Paul Krugman, a Nobel Prize-winning economist, has taken to advocating a 25 per cent "surcharge" – he refuses to use the more descriptive term of "import tariff" – on goods from China as a way of bringing the Chinese leadership to heel over currency reform. So potentially dangerous and out of character is this idea that when I first read it, I assumed he was being ironic. But sometimes the cleverest of people can also be the most stupid, and he's now said it so often that you have to believe he's serious.
What he's advocating is trade retaliation so extreme that it would make the 1930s look like a stroll in the park. Contrary to Professor Krugman's naïve assumption that the Chinese would soon cave in and allow their currency to float if confronted by such hard-ball tactics, I am certain that nothing is more guaranteed to produce the opposite response.
Professor Krugman's suggestion mines a rich seam of populist US thinking and rhetoric which grows ever more vocal and worrying as the recession persists. What makes Krugman and other highly regarded economists who toe the same line so dangerous is that they give intellectual respectability to a fundamentally disreputable idea.
Unlike Britain, America doesn't really do free-traders. Even progressives, though they may pretend otherwise, are protectionists at heart. And there is a good reason for it. The US is still a largely internalised, self-reliant economy for which trade with the outside world is relatively unimportant. Many Americans have long thought they don't much benefit from globalisation and that they would be better off behind high, protectionist walls. When times are tough, these arguments find ever more traction.
I don't want to be unfair on Professor Krugman, for he proposes tariffs only as retaliation against China for supposedly manipulating currency markets to gain unfair competitive advantage. The evidence is admittedly overwhelming, and if next month's biannual currency report by the US Treasury were to set all diplomatic considerations aside, it would undoubtedly find China guilty of manipulation.
In the good times, the mercantilism of Chinese currency intervention was grudgingly tolerated. In return for carrying big current account deficits, America got cheap goods and cheap money. But now, with the advent of the Great Recession, the arrangement looks far from mutually beneficial. The US, it is argued, cannot forever be expected to keep accumulating debt to spend on other countries' exports. It's got to stop.
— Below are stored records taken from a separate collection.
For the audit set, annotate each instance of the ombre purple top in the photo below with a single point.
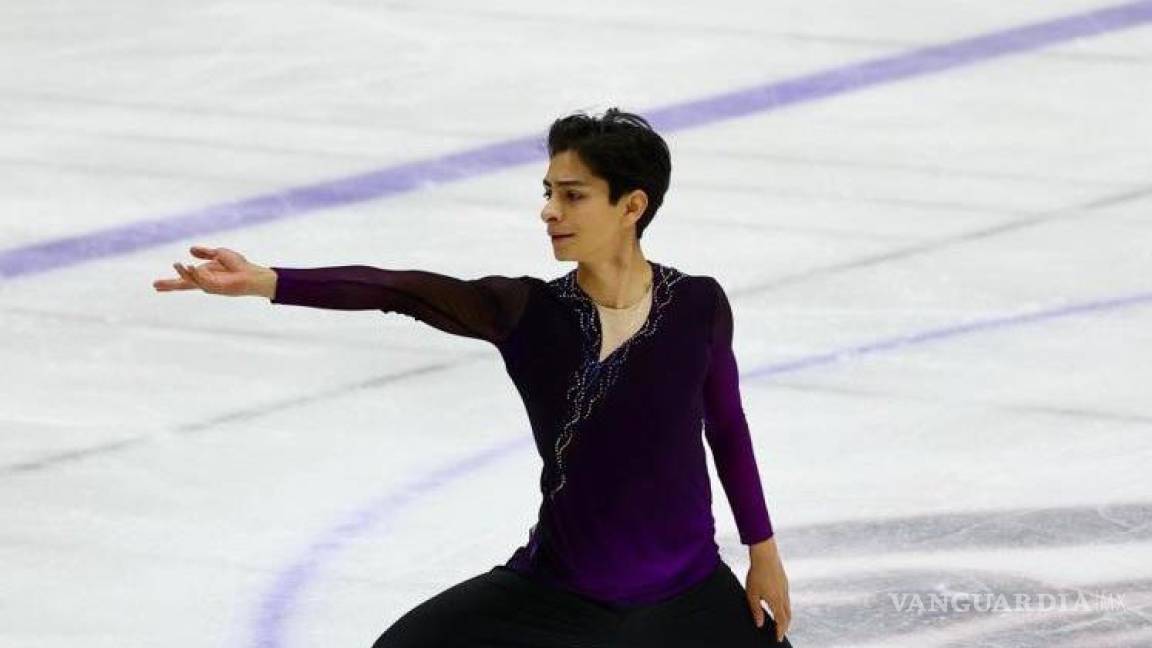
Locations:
(626, 507)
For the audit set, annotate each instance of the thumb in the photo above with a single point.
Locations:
(757, 610)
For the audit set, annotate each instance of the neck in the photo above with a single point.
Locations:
(618, 281)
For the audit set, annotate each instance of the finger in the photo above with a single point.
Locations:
(753, 602)
(187, 274)
(163, 285)
(781, 615)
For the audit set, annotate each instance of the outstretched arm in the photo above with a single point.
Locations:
(486, 308)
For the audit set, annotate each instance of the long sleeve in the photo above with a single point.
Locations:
(727, 432)
(487, 308)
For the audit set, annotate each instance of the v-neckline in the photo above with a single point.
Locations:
(598, 328)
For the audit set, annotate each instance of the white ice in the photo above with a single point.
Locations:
(175, 468)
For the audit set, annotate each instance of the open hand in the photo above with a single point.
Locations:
(227, 273)
(767, 581)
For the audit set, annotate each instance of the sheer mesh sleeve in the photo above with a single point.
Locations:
(487, 308)
(727, 432)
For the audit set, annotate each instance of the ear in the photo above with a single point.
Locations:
(635, 205)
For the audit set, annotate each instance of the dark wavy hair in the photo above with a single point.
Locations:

According to estimates by the Washington-based Peterson Institute for International Economics, reducing the current account deficit to a more manageable level of 3 per cent of GDP, worth around $150 billion annually in export growth and import substitution, would create up to 1.5 million jobs. That's not huge in the context of a population of more than 300 million, but it's as good as any fiscal stimulus and, what's more, it is apparently cost-free.
Except of course that it is not. An outbreak of protectionism is just what the still-fragile economic recovery doesn't need. China makes an easy scapegoat for America's ills, but it is not the cause, nor would making it revalue its currency provide the solution. The debate is echoed in Europe, where Germany – an exporter second only to China – finds itself blamed for the eurozone crisis. If only Germany would make itself less competitive, if only Germany would save, invest and export less, then everybody else would be fine. The virtuous find themselves depicted as the villainous. If the argument were not so perverse, it would be laughable.
Let us briefly consider what would happen if Professor Krugman got his way and there was either a 25 per cent devaluation of the dollar against the renminbi or 25 per cent import duties. Almost overnight China would sink into a deep recession as exporters already operating on wafer-thin margins were plunged into insolvency.
American business, which relies heavily on China as the assembly plant of choice (guess where iPods are made), would also find itself deep in the mire. Even in the long term, the revaluation would scarcely be more helpful. Over time, Chinese wages would merely deflate relative to US ones to make exports competitive again.
The answer to these trade imbalances lies in structural reform. Regrettably, the changes necessary to produce the virtuous circle of growing trade and prosperity that everyone aspires to cannot occur overnight. Even with a 25 per cent adjustment in the currency, American goods would still be far out of reach of most Chinese consumers.
It will take time for domestic demand to reach the levels necessary to mop up the capacity of its formidable export machine. But China is transforming itself as fast as it dares. Sadly, the same cannot be said of the US, where even great thinkers like Krugman are drawn relentlessly back to the tried and failed policies of the past.